By the way, I haven’t read Darrel Ray’s book but after seeing him speak I am absolutely going to. He was highly articulate, charming, and funny. His material was highly interesting and his next project is going to be about sex and religion, which happens to coincide with a lot of my interests. He’s definitely on my radar and should be on yours too, if you aren’t already on the ball. Thanks, SOMA. Thanks, Darrel Ray.

  • exrelayman

    As an atheist, I would like the arguments in favor of atheism to be irrefutable. When atheists come up with poor arguments, it gives theists justification for thinking that their reasoning is just as good as ours. So I am having a little trouble with the God Virus. 'God is invisible and imperceptable. What is the difference between invisible and imperceptable and non-existent?' Fine. Now just substitute 'God Virus' for 'God' in the identical formulation. Are not both just constructs of language? As a person trying to be reasonable, I welcome corrections to my thought processes.

    Related to this is the popular atheist idea that Christians brought on the dark ages, largely by burning the library in Alexandria. Research this. It is not so clear cut, although it is often a tenet believed by atheists on insufficient evidence. Believing on insufficient evidence is what theists do. We have tons of good reasons for not subscribing to superstition.
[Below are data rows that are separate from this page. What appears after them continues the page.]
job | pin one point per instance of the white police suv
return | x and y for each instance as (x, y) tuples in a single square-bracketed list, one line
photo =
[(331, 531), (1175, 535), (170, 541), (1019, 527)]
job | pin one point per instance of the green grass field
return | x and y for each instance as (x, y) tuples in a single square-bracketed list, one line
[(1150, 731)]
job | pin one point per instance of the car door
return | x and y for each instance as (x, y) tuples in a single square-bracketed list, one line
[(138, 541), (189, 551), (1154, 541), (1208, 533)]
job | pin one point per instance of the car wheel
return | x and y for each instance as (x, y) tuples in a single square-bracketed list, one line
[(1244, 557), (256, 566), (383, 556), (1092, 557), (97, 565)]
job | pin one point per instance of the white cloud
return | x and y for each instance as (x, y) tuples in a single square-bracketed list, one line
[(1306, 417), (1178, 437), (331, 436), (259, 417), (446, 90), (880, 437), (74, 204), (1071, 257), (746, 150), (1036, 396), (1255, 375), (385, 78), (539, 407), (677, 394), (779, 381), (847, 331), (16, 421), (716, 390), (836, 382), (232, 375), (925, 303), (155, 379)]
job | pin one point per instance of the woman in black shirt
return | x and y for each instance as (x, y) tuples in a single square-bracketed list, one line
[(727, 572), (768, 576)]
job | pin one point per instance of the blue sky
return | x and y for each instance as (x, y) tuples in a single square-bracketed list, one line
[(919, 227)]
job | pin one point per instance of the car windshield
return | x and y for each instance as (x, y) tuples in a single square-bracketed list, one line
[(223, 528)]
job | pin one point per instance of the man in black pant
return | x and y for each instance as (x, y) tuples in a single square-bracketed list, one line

Let's refrain from weakening our position by using poor reasoning. We shouldn't go rah rah just because an idea supports the position we espouse. We should be as rigorous as we can. (I do not in any way deny that Christianity suppressed ancient learning and was instrumental in bringing about the dark ages.)

    • Adam

      Yes, as the atheist movement grows, the population in our movement won't be representative of all of us and may believe kooky things… but I assure that those at the heart of the movment are careful abotu what they put out there as researched arguments. Skeptics tend to do this to other's arguments and to their own.

  • JAFisher44

    Well, I think it takes a special kind of lying to yourself to ever end up at "God talks to me." I grew up LDS and regularly attended church till I was 19 years old. I never, ever, believed God talked to me. I wanted to. I waited for it to happen. It never did. Maybe my expectations were too high. I expected to literally hear a voice in my head.

    My brother is bat-shit crazy. God talks to him all the time. But usually not as a voice. He sees the word of god in everything around him. He prays about something and then sees an answer in some innocuous happening in the world around him. He also has dreams that answer his prayers. I try to explain to him that he is subconsciously searching for an answer and his brain just manufactures one, but he isn't open to that possibility. Oh well, what can you do?

    Anyway, my point is this. Not everyone will be able to bury cognitive dissonance so easily. In 19 years of trying I wasn't able to convince myself I had an imaginary friend.

  • http://www.youtube.com/watch?v=0yV7IA0PNqE Oceanus57

    Correct.

    Religion is a disease of the mind, and the truth is the cure.